I knew there was alarming abuse going on at the Norton. There were the secret files the management company held. There was a world of undercover informers and intelligence. These were the real muddy waters that infect those corridors of housing for the disabled, the backwards, the board and care homes, the jails, the prisons, and the ghettos. I wasn’t accepting those: “now, that sounds like your paranoia!”— words my therapist frequently sang at me.

Since I stopped taking my medication a few weeks ago, I was starting to better see through the limited lies of the mental health establishment.

Back when this movie first came out, I choose not to see it because of the criticisms of the AMA! Now, I was meant to see this film when I did. I concentrated hard on the details guided by a higher power. More and more, the film seemed to be about me!

Earlier that week while at the Norton, a resident had given me a great compliment about my work. “But I just want to say,” he added, “one time we had a worker like you who came and fought for the clients, but then he lost his job. He had to come down here and live as a resident himself. I just don’t want that to happen to you!”

As the movie finished, I felt at risk. I felt compelled to figure out the truth!

Later that night I made more phone calls in the bunker of my room just as I had done the night previous. Eventually, I called by best college friend who was fifteen years older than me and whose first career was that of a drug dealer. I called him believing that I was selected for this high-profile job by people who knew I would take it. People who knew me so well they knew what I’d do before I did it.

Indeed, it had been a strange shock to all involved that the power-brokers had selected the contract proposed by our agency. Now that I was getting wise, maybe I was becoming a threat.

My best friend always had delusions of grandeur that were associated with his bipolar disorder. He had this thing when he got manic. He sounded like he was connected to the mafia. He had shown me so many great mobster movies and was always seemed to use them to teach.

But now he replies in blunt tone “If you ever betray me, Tim, you need to know that I do have the power to harm you and I will use it if I have to.”
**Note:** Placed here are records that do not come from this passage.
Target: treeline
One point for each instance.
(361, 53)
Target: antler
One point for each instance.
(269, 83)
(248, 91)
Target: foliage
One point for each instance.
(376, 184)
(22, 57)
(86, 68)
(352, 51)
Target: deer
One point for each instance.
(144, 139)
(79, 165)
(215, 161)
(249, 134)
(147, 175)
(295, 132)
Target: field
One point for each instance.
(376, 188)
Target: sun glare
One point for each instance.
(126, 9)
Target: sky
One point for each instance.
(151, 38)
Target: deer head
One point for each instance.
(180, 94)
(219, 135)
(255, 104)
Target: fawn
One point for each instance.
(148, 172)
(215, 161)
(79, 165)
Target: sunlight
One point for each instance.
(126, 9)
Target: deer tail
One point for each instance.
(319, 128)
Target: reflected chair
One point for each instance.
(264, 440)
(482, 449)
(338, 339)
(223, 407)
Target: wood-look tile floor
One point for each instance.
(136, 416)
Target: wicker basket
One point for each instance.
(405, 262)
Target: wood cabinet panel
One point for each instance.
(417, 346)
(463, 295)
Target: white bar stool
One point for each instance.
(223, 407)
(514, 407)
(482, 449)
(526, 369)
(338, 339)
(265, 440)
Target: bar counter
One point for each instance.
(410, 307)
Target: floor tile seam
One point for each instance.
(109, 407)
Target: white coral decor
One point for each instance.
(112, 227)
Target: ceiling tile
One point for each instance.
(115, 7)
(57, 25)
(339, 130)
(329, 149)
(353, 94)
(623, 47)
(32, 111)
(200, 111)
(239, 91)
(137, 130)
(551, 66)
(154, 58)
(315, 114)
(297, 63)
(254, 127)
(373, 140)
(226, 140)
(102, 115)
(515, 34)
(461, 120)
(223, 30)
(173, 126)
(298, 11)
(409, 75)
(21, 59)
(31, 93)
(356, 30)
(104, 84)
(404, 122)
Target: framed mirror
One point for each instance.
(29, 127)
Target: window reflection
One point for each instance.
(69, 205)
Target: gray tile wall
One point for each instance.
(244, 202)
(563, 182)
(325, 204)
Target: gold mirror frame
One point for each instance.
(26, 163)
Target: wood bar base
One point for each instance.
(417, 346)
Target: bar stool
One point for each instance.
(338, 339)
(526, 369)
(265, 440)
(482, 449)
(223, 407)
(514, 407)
My mind sped through all the coincidences that had caused me to form this strong connection with my college friend. Was it true that it was all as it seemed? He often called himself a dry drunk. Maybe that meant he was still in the mafia.

Within twenty minutes I packed my car with the fundamentals and I took off. I would not live under this threat the rest of my life!

When I left Seattle that evening, I stayed in this state of emergency for two years. It wouldn’t be until many months after I returned to taking medication that the crisis dissipated.

On my way to Canada, I got stopped by police separated from my car. I was tracked for three days until I was remanded into a three-month psychiatric hospitalization in Montana State Hospital.

Once discharged, I got off the streets by getting a job but ran out of my discharge supply of medication. When I was told not to return to my job, I still had to pay rent! Despite intensive local efforts, the only job I could get was an arranged job at an Italian Delicatessen. To get the job, I had to move to the bay area.

To this day I still believe the job involved a mob connection. I know this sounds unlikely to many. It’s true that half of my evidence was faulty. But still a lot of it turns out to add up.

I also think I was correct about trauma and the mental health system during those tense days I was going through spiritual emergence almost eighteen years ago. I still work in the mental health system amidst great trauma and exploitation. I cannot maintain living in the murky waters of this modern-day fiasco we call the mental health system without using the medication I was started on twenty-five years ago.

I now pay mortgage on my own house, but still have no desire to do what it takes to be included in the false sense of community support I had back in Seattle. I wash my hands in the muddy waters of the mental health system.

It may be true I work hard; but I make money while my brothers and sisters remain warehoused and in dire circumstances. I sometimes think my ability to see all the angles and oppression is not really a disability. But I take my medication despite all the side effects to tolerate the abuse I see.